STR | AFP | Getty Images
Chinese giant Didi Chuxing reportedly took on $ 1.5 billion in debt ahead of a blockbuster IPO in the United States, Bloomberg reported on Friday, citing sources familiar with the matter.
According to a Reuters report, the Softbank-backed company also plans on Friday to secretly file a July listing later this month under the auspices of Goldman Sachs and Morgan Stanley.
According to PitchBook data, Didi was valued at $ 62 billion after a fundraising round in August. Both Bloomberg and Reuters report that the company could consider a valuation of $ 100 billion at the time of its Wall Street debut.
A US-based spokesman for the company reached by CNBC declined to comment.
A Didi IPO could be one of the biggest tech IPOs this year and one of the biggest Chinese IPOs in the US since Alibaba was listed on the New York Stock Exchange in 2014. The Ant Group IPO, which would have been the largest in history, was pulled by regulators just days before trading began in Shanghai and Hong Kong in November.
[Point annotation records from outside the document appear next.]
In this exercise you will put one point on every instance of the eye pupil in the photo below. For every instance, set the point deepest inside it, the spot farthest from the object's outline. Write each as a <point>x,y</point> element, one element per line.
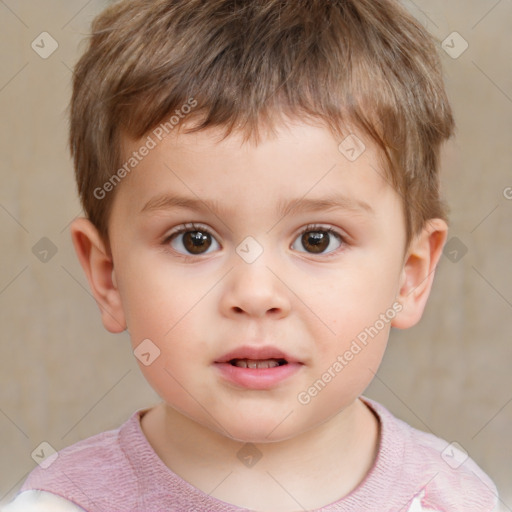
<point>194,240</point>
<point>318,241</point>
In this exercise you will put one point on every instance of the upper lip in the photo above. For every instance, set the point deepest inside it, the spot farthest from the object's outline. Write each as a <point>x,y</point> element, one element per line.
<point>255,353</point>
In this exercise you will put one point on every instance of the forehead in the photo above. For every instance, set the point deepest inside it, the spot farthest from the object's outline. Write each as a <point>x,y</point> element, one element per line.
<point>301,167</point>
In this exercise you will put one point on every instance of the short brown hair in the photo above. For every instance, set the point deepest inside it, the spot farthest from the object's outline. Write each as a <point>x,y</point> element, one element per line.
<point>363,62</point>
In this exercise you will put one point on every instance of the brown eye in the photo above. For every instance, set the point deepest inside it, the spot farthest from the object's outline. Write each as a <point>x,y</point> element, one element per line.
<point>195,241</point>
<point>318,241</point>
<point>315,241</point>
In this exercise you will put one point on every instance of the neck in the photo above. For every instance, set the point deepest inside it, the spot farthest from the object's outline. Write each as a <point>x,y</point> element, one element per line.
<point>311,470</point>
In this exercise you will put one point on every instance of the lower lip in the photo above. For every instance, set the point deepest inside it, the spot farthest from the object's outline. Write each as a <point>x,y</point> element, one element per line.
<point>257,378</point>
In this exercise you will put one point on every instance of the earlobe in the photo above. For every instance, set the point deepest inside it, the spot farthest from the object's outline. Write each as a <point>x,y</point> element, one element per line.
<point>418,272</point>
<point>98,267</point>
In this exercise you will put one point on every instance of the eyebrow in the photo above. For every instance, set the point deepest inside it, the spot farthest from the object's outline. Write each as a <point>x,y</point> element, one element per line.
<point>330,202</point>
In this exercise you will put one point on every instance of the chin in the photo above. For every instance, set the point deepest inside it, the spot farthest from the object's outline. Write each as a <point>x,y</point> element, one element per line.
<point>259,430</point>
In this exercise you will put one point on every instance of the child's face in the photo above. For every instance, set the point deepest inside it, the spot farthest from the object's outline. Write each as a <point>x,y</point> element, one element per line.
<point>308,297</point>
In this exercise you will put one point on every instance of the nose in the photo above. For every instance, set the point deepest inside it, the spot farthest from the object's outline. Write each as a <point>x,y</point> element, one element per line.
<point>256,291</point>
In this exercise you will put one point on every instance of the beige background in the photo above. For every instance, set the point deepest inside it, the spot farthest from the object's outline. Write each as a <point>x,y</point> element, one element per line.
<point>63,377</point>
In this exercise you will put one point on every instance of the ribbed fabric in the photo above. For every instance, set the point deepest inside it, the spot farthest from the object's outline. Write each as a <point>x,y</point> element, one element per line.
<point>119,471</point>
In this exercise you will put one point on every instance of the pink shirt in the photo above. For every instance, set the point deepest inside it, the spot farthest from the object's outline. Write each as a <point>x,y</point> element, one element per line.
<point>119,471</point>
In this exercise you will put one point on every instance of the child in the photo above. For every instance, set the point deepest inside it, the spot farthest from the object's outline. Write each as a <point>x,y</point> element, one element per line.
<point>260,179</point>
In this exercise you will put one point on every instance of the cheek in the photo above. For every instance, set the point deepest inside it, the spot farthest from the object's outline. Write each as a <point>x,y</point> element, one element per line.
<point>345,305</point>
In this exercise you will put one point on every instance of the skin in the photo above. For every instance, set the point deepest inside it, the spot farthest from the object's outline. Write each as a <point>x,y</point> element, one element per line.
<point>312,305</point>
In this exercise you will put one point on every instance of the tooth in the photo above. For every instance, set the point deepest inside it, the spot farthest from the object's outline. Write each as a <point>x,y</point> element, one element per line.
<point>251,363</point>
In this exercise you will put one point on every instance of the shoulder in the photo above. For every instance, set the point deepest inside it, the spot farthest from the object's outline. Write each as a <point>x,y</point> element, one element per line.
<point>439,473</point>
<point>40,501</point>
<point>92,470</point>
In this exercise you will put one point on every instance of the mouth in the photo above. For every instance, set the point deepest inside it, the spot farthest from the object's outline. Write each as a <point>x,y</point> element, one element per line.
<point>257,368</point>
<point>250,356</point>
<point>257,363</point>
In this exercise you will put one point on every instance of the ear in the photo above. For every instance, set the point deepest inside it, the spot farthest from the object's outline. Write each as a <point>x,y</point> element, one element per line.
<point>99,269</point>
<point>418,272</point>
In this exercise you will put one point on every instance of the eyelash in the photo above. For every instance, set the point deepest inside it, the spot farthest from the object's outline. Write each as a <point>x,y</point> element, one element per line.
<point>185,228</point>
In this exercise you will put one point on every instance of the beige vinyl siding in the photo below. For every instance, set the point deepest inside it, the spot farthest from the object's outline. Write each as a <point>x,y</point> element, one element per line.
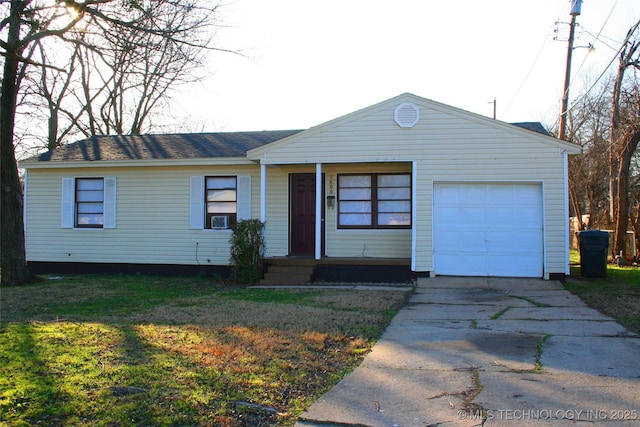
<point>152,218</point>
<point>338,243</point>
<point>447,145</point>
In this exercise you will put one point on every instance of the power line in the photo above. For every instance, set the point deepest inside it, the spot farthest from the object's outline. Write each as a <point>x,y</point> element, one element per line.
<point>535,61</point>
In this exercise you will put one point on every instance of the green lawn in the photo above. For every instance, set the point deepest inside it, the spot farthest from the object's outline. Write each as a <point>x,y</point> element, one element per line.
<point>137,350</point>
<point>617,294</point>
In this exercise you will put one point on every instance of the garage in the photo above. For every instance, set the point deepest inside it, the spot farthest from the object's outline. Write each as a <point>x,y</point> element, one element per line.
<point>488,229</point>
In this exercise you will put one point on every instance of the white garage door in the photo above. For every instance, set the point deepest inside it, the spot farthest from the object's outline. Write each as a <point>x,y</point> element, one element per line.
<point>488,229</point>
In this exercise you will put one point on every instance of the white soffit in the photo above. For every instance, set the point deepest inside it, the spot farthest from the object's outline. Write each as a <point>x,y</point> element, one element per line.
<point>406,115</point>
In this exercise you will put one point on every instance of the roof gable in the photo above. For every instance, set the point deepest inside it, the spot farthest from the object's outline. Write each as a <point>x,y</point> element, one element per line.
<point>364,118</point>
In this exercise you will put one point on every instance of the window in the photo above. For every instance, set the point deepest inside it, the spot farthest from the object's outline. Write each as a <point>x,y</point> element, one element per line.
<point>220,202</point>
<point>89,203</point>
<point>374,201</point>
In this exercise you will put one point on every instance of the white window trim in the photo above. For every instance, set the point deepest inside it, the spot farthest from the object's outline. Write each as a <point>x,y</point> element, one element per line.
<point>68,203</point>
<point>197,213</point>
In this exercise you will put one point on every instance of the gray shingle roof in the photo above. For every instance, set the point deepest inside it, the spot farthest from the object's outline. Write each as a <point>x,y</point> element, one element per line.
<point>179,146</point>
<point>533,126</point>
<point>163,146</point>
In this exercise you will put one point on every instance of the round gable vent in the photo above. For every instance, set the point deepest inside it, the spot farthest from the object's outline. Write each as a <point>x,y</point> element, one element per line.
<point>406,115</point>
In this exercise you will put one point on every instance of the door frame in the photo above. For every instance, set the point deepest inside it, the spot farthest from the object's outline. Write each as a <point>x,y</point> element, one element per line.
<point>292,175</point>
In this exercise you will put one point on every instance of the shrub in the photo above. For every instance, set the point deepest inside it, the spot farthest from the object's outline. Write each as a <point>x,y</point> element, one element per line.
<point>247,250</point>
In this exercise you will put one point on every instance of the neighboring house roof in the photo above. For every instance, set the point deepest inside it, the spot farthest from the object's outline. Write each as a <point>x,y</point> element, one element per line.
<point>162,146</point>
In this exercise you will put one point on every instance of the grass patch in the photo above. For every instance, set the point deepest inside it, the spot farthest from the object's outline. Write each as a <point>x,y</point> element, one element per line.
<point>500,313</point>
<point>139,350</point>
<point>617,295</point>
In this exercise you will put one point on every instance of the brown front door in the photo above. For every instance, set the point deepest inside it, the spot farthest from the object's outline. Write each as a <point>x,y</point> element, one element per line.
<point>302,221</point>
The IPO was suspended shortly after Jack Ma, the founder of Alibaba, which owns around a third of the Ant Group, made some comments that were critical of China’s financial regulator. The Ant Group was also an early investor in Didi.
Last May, Didi President Jean Liu told CNBC that the company’s core business was profitable and that it had picked up again after the coronavirus outbreak in China, its home market. Liu did not provide any specific numbers or what measure of profitability she was referring to.
Didi has been on the CNBC Disruptor 50 list for the past three consecutive years, most recently at number 30 on last year’s list. Headquartered in Beijing, the company operates in China and eight overseas markets, including Australia and Japan.